Pour Tanya, qui œuvrait initialement dans le domaine de l’ergothérapie avant de prendre un virage vert dans le cadre d’un Baccalauréat en écologie et d’une maîtrise en gestion de l’environnement à l’Université de Sherbrooke, a renchéri : « notre travail aide à protéger des espèces et c’est super valorisant »!

Avant même que je m’en rende compte, nous avions terminé nos petits repas et nous rebroussions chemin pour compléter un autre deux kilomètres de marche avec quelques points de recensement.

Bien que nous ayons observé plusieurs des mêmes espèces qu’en matinée, le défi de l’après-midi a été de naviguer à travers des grands blocs d’arbustes sans sentier. Nous avancions à pas de tortue en essayant de se tailler un chemin.

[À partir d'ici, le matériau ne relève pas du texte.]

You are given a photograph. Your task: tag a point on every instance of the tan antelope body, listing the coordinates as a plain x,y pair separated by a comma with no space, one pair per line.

Heureusement, mes guides se gardaient motivées et alimentées, en dégustant les petites baies qui se trouvaient tout au long de notre chemin!

Grâce au GPS, nous avons réussi à retrouver notre voiture après un périple de quatre kilomètres et six heures actives de marche sur le terrain.

« Êtes-vous satisfaites de votre journée » j’ai demandé aux filles. « Oui! » me répond Mélanie. « Nous ne savons jamais à quoi s’attendre quand on arrive sur un terrain, mais l’important est de progresser et de faire des saisies de données qui sont justes et de qualité. »

Un point fort de la journée pour moi, au-delà d’atteindre l’auto (!), a été de prendre des photos d’espèces magnifiques et de la nature à son plus pur.

À l’auto, j’ai rapidement enlevé mon chandail et mes grosses bottes pour enfiler mes sandales et aérer mes pieds au soleil plombant. Bien que je pratique régulièrement la course à pied et le vélo de montagne, je ressentais une toute autre fatigue comme si je venais de compléter une épreuve dans un épisode de Survivor en Alaska dans un milieu lointain et hostile!

Sur le chemin du retour, j’ai rejoué le scénario de la journée dans ma tête et je me sentais fortunée d’avoir été témoin de ce bel écrin de nature encore vierge et si précieux. Tout le travail de mes collègues, ainsi que la mission de Corridor appalachien avaient pris leur sens.

J’étais d’autant plus admirative de mes collègues qui devaient poursuivre leur mission le lendemain sur un autre terrain alors que je retrouverais le confort de mon bureau! Car en effet, le terrain est fertile pour des projets de conservation et Corridor appalachien a un carnet d’évaluations écologiques rempli de 21 propriétés pour cet été!

Mais heureusement et grâce à tous mes collègues, la conservation ne prend pas de repos!

LA JOURNÉE EN BREF

  • 2 biologistes et une amatrice de la nature!
  • 4 kilomètres parcourus
  • 6 heures de marche dans la forêt très dense
  • Une cinquantaine d’espèces différentes recensées dans la journée
  • Nous avons observé 25 espèces d’oiseaux et nous avons conclu la sortie avec trois espèces de mammifères
  • Parmi les espèces à statut recensées, on retrouve l’hirondelle rustique et la woodwardie de Virginie (une fougère).
  • Nous avons aussi croisé des plantes carnivores : la Droséra à feuilles rondes et la Sarracénie pourpre

Corridor appalachien a un carnet de 21 projets d’acquisition de connaissances cet été. Plusieurs projets requièrent plusieurs visites pour compléter une évaluation écologique complète des lieux.

DES APPLICATIONS UTILISÉES PAR NOS EXPERTS

Pour appuyer toutes leurs connaissances et valider leurs évaluations, nos experts utilisent les applis suivantes tout au long de leurs sorties sur le terrain pour l’identification d’espèces :

  • Seek, pour identifier des plantes
  • eBird, quand on souhaite partager nos observations d’oiseaux
  • Merlin Bird ID et Sibley V2, pour aider à l’identification d’oiseaux. Ce sont comme des guides papier, mais on peut écouter des bandes sonores de leurs chants et cris
  • BirdNET, permet d’enregistrer un chant d’oiseaux, ensuite l’appli l’analyse et suggère l’espèce dont il pourrait s’agir. C’est une appli du style Shazam, mais pour les chants d’oiseaux!